Despite years of industry rhetoric around ecosystem plays and organizational agility, most insurance clients still perceive service providers as playing it safe, with a strong bias toward functional digital transformation. Insights from the HFS Horizons Insurance Services 2025 study suggest that while foundational outcomes such as cost reduction and process efficiency remain table stakes, the industry must start charting a more strategic path toward ecosystem alignment and cross-functional orchestration.
Here are three key insights that surfaced during our client discussions while analyzing the data presented in Exhibit 1:
- Functional transformation remains the dominant delivery mindset: A commanding 66% of client responses today highlight functional transformation as the core delivery capability of their providers. Even two years from now, 59% still expect this to be the norm. This shows that insurers continue to value tried-and-tested initiatives (claims digitization, policy modernization, process reengineering, and automation) for their ability to deliver measurable results. While these initiatives serve near-term goals such as cost efficiency and operational resilience, they often fail to shift the strategic trajectory of the business. The real risk here is stagnation. Insurers miss out on higher-order value creation when functional transformation becomes the ceiling instead of the foundation. Service providers need to look beyond workflows and start rewiring value chains.
- Ecosystem thinking remains an emerging and underutilized capability: Only 9% of respondents today recognize ecosystem development as a delivered capability, though there’s a modest rise to 15% in two years. This signals a credibility gap between what providers promise and what clients experience. Building an ecosystem isn’t about partner logos on a slide; it’s about enabling seamless data flow, joint product innovation, and mutual growth between insurers, brokers, tech partners, and InsurTechs. Clients want more than affiliations. They want action in the form of pre-integrated solutions, co-sell plays, outcome-linked models, and governance frameworks that minimize orchestration risk. Service providers must move past the ecosystem narrative and operationalize it as a delivery muscle.
- End-to-end organizational alignment remains aspirational: Only 26% of clients today, and 27% in two years, cite organizational alignment as a delivery priority. This includes capabilities that link the front, middle, and back offices (customer servicing, underwriting, data orchestration, and compliance) in a unified transformation roadmap. The stagnant trajectory indicates that alignment remains a PowerPoint aspiration for many providers rather than an executional strength. Insurers increasingly need providers who can connect the dots across journey design, operational agility, and experience measurement. Otherwise, transformation remains siloed, and value remains stuck.
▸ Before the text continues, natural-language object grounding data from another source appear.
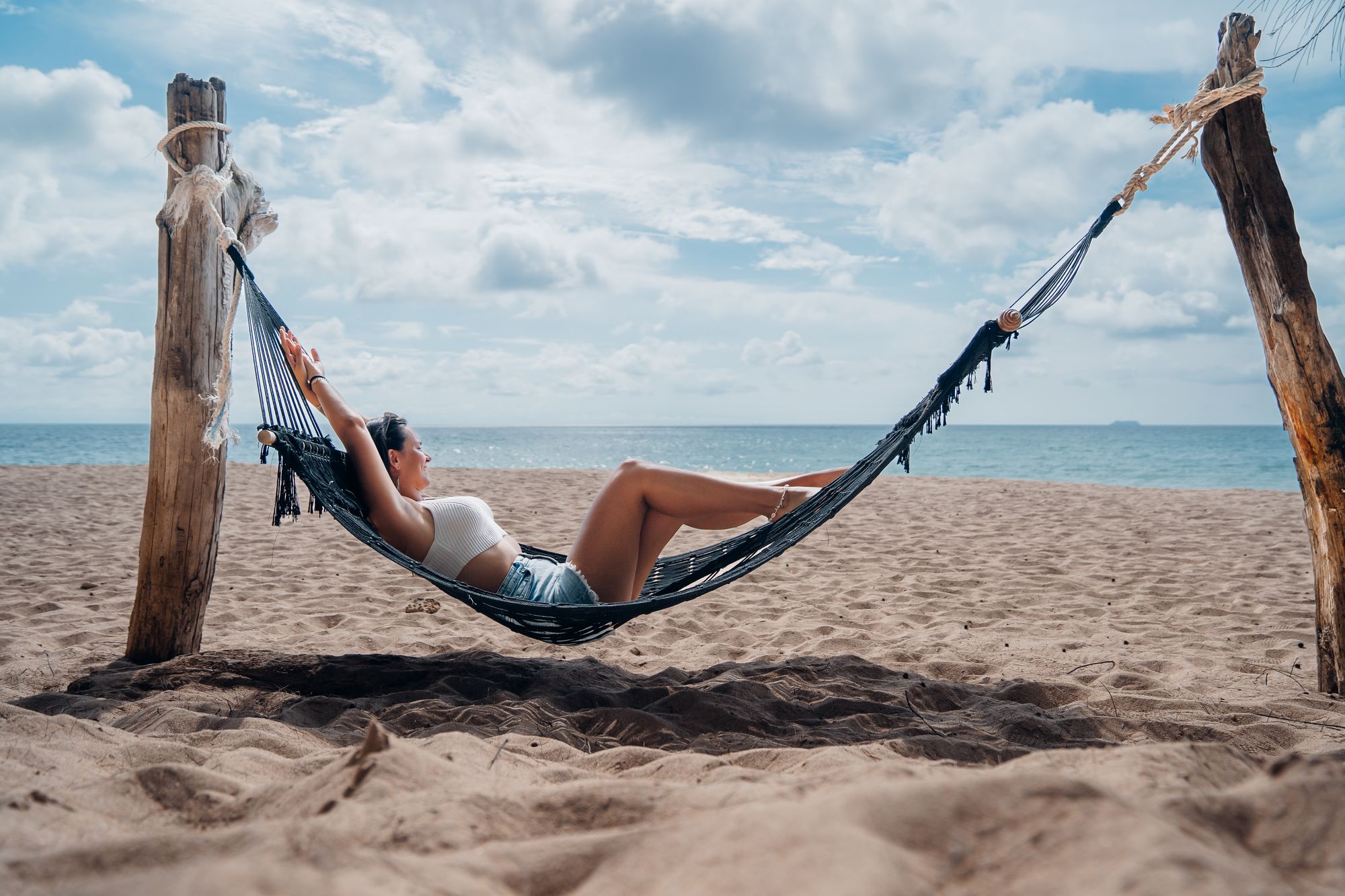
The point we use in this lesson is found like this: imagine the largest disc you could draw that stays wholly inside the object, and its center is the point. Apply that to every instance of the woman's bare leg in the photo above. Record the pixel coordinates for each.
(609, 545)
(645, 501)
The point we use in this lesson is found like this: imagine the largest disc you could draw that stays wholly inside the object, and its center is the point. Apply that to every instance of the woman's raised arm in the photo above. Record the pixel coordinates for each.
(393, 514)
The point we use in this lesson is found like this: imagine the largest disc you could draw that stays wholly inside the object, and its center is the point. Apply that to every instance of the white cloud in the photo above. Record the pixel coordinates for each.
(981, 190)
(79, 173)
(789, 350)
(77, 342)
(1324, 143)
(404, 330)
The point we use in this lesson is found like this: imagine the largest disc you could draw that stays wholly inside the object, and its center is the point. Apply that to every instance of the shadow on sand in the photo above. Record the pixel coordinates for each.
(809, 701)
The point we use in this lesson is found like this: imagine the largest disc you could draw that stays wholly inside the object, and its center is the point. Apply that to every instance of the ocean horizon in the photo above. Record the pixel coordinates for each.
(1163, 456)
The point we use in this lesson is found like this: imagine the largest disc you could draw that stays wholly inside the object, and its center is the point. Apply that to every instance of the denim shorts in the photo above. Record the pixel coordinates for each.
(547, 581)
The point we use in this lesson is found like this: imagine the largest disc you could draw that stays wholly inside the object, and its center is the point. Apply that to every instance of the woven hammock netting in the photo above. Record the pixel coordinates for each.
(307, 452)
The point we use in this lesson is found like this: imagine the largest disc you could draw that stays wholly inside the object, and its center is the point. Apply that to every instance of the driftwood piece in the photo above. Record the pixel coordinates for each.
(185, 495)
(1303, 368)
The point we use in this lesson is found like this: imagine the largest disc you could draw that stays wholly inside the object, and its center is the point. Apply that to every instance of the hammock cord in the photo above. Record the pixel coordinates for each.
(307, 454)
Embracing delivery evolution to meet client expectations
To shift gears from tactical delivery to strategic orchestration, service providers must activate delivery capabilities across three dimensions:
- Ecosystem enablement: Move beyond point partnerships toward co-developed IP, reusable integration stacks, and shared monetization models.
- Experience-led design: Use GenAI and data orchestration to unify customer, agent, and underwriter journeys and deliver personalization at scale.
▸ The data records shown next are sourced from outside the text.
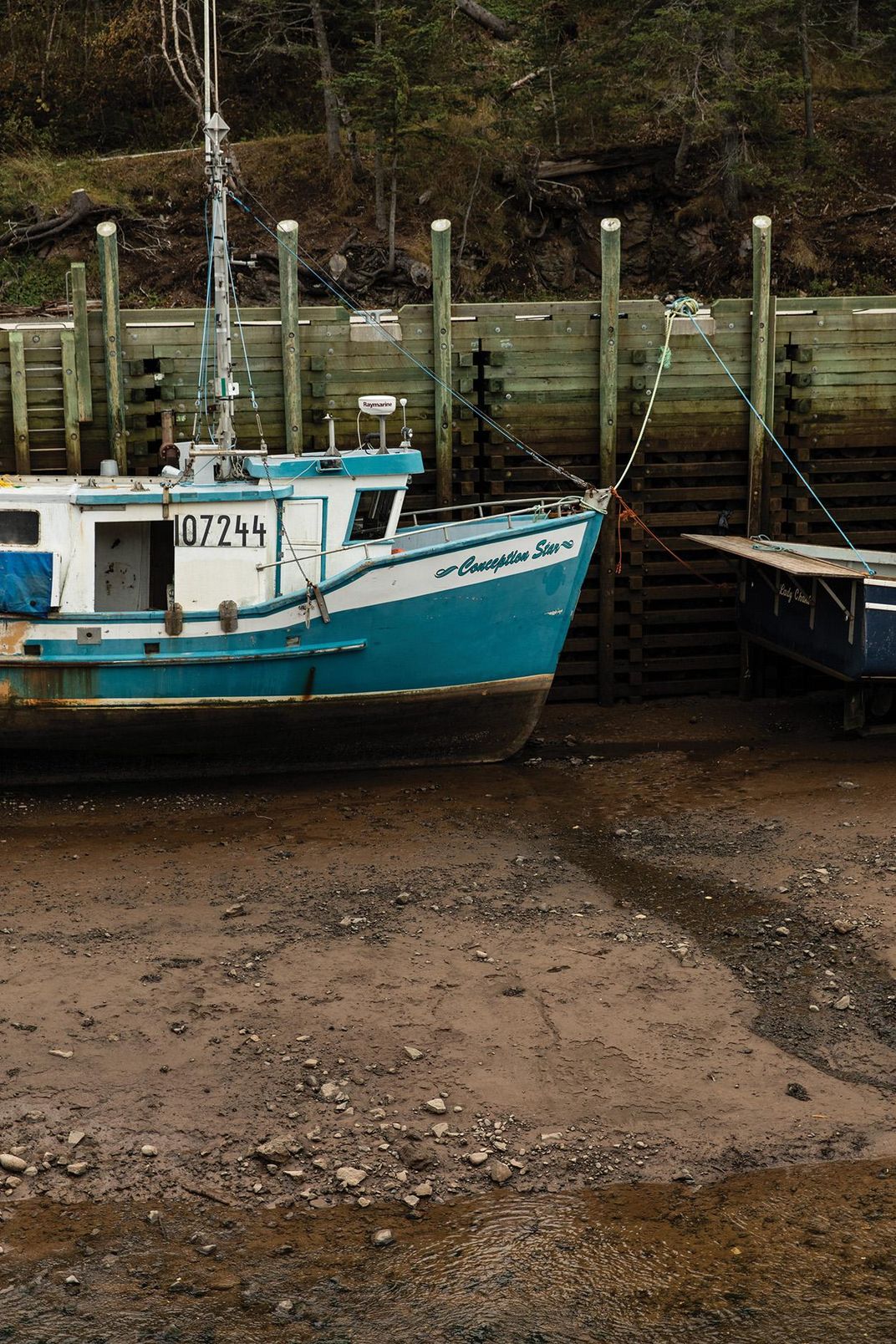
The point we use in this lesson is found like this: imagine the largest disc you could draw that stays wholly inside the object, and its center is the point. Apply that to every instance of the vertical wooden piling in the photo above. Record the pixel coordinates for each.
(610, 238)
(70, 409)
(19, 402)
(82, 339)
(758, 441)
(759, 448)
(288, 260)
(440, 236)
(108, 249)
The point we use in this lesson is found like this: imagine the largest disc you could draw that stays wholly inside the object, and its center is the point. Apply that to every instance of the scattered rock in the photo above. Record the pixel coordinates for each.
(276, 1149)
(351, 1176)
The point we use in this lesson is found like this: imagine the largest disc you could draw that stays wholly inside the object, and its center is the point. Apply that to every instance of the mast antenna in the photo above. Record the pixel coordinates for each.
(216, 167)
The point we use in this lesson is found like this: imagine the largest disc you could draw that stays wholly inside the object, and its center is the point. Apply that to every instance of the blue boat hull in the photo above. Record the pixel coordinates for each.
(442, 674)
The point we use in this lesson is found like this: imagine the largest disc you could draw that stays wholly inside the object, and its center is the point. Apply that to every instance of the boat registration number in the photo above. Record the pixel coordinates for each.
(232, 530)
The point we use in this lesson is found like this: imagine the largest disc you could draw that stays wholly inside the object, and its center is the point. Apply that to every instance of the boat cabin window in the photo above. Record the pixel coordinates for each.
(133, 566)
(372, 511)
(19, 527)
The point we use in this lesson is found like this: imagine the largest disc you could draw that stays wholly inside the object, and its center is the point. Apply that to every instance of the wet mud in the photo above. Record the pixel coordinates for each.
(594, 1031)
(793, 1257)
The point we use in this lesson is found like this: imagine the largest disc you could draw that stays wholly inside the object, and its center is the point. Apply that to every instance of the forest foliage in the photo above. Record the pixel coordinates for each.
(477, 99)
- Outcome-aligned metrics: Replace traditional SLA dashboards with value-focused scorecards that link transformation to growth, resilience, and stakeholder impact.
The Bottom Line: Insurance transformation can’t stop at fixing workflows.
Insurance clients are still rewarding functional transformation, but the ceiling is getting lower. Enterprise leaders must raise the bar for their service partners by demanding orchestrated ecosystems, experience-led journeys, and outcome-aligned metrics. Don’t reward providers for operational hygiene; reward them for moving the business forward.